Alcé mi brazo y con todas mis fuerzas hundí el tenedor en la cadera del hombre. Con un gruñido de dolor el tipo me soltó, se echó atrás, y en esa fracción de segundo, Chase a su vez arremetió contra el hombre y rodaron por tierra.

Rodaron y se enzarzaron dando botes, como una argamasa oscura de sombras en una noche que se había tornado silente. Tras una poderosa inhalación, Chase fue arrojado al suelo a mi lado. En un primer momento pensé que lo habían herido, no se levantaba… no se movía. De repente, se sentó apoyándose en los codos, con los ojos abiertos como platos por la conmoción.
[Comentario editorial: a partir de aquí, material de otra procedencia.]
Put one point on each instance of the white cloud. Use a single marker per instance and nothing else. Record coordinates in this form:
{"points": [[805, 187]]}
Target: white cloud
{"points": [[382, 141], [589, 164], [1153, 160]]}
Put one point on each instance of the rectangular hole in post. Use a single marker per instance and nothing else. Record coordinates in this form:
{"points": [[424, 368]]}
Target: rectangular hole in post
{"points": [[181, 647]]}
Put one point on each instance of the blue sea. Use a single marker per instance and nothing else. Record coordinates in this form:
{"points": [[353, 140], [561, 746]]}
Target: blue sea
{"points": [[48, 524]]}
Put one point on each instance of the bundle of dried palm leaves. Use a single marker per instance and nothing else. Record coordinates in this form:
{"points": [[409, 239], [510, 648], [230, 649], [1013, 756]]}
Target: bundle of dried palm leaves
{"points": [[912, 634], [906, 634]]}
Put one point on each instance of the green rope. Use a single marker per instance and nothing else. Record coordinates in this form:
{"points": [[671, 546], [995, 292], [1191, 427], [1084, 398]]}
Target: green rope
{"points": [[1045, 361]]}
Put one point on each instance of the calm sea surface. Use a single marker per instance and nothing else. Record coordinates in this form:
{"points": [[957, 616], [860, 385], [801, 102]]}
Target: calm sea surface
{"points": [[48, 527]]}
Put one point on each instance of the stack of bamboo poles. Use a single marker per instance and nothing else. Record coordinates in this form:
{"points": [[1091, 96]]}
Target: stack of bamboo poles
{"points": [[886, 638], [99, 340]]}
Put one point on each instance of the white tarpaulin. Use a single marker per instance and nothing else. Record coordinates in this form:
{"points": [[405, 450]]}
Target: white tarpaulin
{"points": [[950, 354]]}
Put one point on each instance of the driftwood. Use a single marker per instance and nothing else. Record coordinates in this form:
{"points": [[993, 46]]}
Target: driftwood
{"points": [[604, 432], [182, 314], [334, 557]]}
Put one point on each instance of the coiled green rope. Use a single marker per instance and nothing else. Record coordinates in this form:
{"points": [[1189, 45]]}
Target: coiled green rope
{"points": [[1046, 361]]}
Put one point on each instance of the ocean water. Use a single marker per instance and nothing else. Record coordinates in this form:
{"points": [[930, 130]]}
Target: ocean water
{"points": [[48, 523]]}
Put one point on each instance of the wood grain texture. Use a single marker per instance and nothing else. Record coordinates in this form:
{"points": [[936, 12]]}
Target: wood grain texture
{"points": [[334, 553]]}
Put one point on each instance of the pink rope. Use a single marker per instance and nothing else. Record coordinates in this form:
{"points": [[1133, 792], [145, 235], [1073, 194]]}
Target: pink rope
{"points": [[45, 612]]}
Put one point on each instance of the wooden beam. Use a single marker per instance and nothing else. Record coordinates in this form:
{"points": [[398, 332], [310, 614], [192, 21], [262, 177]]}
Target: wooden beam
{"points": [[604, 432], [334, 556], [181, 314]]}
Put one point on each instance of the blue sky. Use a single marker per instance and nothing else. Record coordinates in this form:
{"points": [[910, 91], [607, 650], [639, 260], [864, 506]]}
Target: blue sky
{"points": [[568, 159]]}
Enseguida, el hombre se levantó y vino a nosotros. Era más alto que Chase, y se agarraba la cadera con una mueca de dolor. Tenía la ropa y la piel cubiertas de barro. Los ojos eran dos pepas negras brillantes. En su mano tenía un destornillador, no un arma. Su puño se cerraba sobre el mango, con la punta chata expuesta.

Sentí que la sangre se apresuraba por mis venas. Me acuclillé, preparándome para dar un salto, y pude ver el tenedor aún clavado a un lado de su muslo, oscilando con cada movimiento de la pierna. Se lo sacó con un bufido y lo arrojó al suelo.

Con el envés de la mano quiso deshacerse del sucio pañuelo con el que se cubría la cara, pero le quedó colgando de una oreja. El parche de piel limpia que quedó expuesto brillaba de sudor.

Me quedé boquiabierta.

El tatuaje de una serpiente retorcida se extendía del lado derecho de su cuello y terminaba bajo su barbilla, y aunque habían pasado años desde la última vez que vi su rostro, era uno que nunca olvidaría.

—¿Me apuñalaste con un tenedor? —me preguntó el tío de Chase.